Artist residence / exhibition foam born

A composition of objects and photographs. On the left there is a ceramic statue, depicting a naked female figure on a black background. On it is a photo showing a hand with an open pomegranate in front of the naked breasts of two women. On the right there is a photo of an amphora, representing the birth of Aphrodite. Above the photos there is a black and orange knitted cord. © Peles Empire, courtesy of Eins Gallery

Sat, 17.04.2021 -
Fri, 14.05.2021

eins gallery

Artist residence and exhibition of the artist duo Peles Empire

Due to the lockdown, the exhibition is temporarily closed until 8 May 2021. The exhibition will be extended from 10 until 14 May 2021 following the measures and conditions that will be in effect during that time.

The exhibition foam born is the outcome of a three-week artist residency of Peles Empire at eins gallery in Limassol, where the artist duo Barbara Wolff and Katharina Stöver deal with the Cyprus born Goddess Aphrodite.

Peles Empire dissect and reshuffle the supposedly original meaning of somewhere (like the castle Peles), something (like a specific form of architecture), or someone (like Cleopatra or Aphrodite), in order to question what time and culture has made of it.

Aphrodite, the subject of art, mythology and fantasy for millennia, is mostly presented from a male perspective, ascribing her a passive rather than an active role. Throughout the centuries her representation has changed from bird-like or penile clay figurines to bearded representations, or, famously, to Botticelli’s depiction and so also her meaning has shifted.

The partly demonised, partly sexualised perception of Aphrodite is a more recent development; it ignores that for the ancients Aphrodite was a patron not simply for lust, but for a lust for life. An aspect often unmentioned is that she was the goddess of Mixis, celebrating sexuality in its diversity and helping humans to live together.

Aphrodite is also said to have planted the first pomegranate tree on Cyprus. The fruit itself has a long historical tail of references, including the suspicion of it being the “apple” Eve plucked from the tree in the Garden of Eden.

Notions of guilt about curiosity, sexuality and female expression accompany both Aphrodite and the Pomegranate.

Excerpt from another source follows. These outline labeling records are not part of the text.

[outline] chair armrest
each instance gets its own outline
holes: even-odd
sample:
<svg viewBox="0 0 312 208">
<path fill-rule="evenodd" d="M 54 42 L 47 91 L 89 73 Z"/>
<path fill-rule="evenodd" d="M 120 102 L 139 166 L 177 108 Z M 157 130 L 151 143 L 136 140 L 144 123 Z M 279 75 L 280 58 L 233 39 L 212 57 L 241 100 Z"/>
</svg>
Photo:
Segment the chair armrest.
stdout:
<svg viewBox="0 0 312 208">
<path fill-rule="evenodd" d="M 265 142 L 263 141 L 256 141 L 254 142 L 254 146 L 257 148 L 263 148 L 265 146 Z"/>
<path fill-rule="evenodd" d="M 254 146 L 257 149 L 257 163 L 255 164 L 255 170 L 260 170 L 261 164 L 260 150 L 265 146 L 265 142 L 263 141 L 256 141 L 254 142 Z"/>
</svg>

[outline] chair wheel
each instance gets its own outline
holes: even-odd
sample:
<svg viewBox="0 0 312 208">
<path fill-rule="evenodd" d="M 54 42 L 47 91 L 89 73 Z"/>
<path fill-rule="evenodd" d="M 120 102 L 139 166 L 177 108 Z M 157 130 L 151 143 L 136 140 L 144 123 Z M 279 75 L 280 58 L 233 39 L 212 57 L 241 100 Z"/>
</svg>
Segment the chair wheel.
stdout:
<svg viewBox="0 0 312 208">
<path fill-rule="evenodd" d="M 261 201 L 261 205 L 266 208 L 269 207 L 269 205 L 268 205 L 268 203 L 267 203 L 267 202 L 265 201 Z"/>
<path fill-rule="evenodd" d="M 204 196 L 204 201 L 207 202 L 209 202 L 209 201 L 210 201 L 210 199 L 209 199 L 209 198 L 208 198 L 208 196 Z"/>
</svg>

Peles Empire was established in 2005 in Frankfurt. Their name is derived from Peleș Castle, a summer residence in the Carpathians of the Romanian royal family. Each of the castle’s hundreds of rooms boasts eclectic interiors, stylistic imitations from diverse architectural epochs, combined in a convoluted structure. The decoration of the halls extends from gothic to rococo to art deco and stages a history that never took place in this form. The principle of assimilation and reproduction is the basis of Peles Empire's artistic practice. The sampling of found structures and their own works draws its added value from the field of tension between reproductive transformation and manual mode of production.

Paper, concrete, tiles and cast stone are part of the artists' repertoire of materials. The components are overlaid, printed, deformed and mixed. It is not only found situations that find a translation in the work, but also their own works and installations are adopted as photographic images or as fragments in later works. Starting from photography as a medium to depict spacial relations in a two-dimensional way, the play between two-dimensional and three-dimensional reproduction is a constant in the work of Peles Empire.

Artists Barbara Wolff (*1980, Fogarasch, Romania, lives in Berlin) and Katharina Stöver (*1982 Gießen, lives in Berlin) are Peles Empire. They studied at the Städelschule in Frankfurt am Main under Wolfgang Tillmans, Michael Krebber and Hermann Nitsch and at the Slade School of Fine Arts and the Royal Academy School in London. Most recently, their work has  been shown at Barakat Contemporary, Seoul 2020, the Scottish National Gallery of Modern Art, Edinburgh, the Timisoara Biennale, Romania 2019, the Künstlerhaus Graz (2019), the Swiss Institute (2018), the Skulptur Projekten Münster (2017), the Kunstverein Hannover (2017), the Kunstverein Kassel (2017) and the Portikus in Frankfurt (2017). Works by Peles Empire are part of the official collections of the Kunstmuseum Stuttgart, the European Central Bank, Frankfurt am Main, the Contemporary Art Collection of the Federal Republic of Germany, Bonn, as well as numerous private collections.

Among others they received the Peter Jacobi Prize in 2021, the Berliner Arbeitsstipendium in 2018, Stiftung Kunstfonds in 2016, Kunststiftung Baden-Württemberg 2013, and the Hessische Kulturstiftung 2011.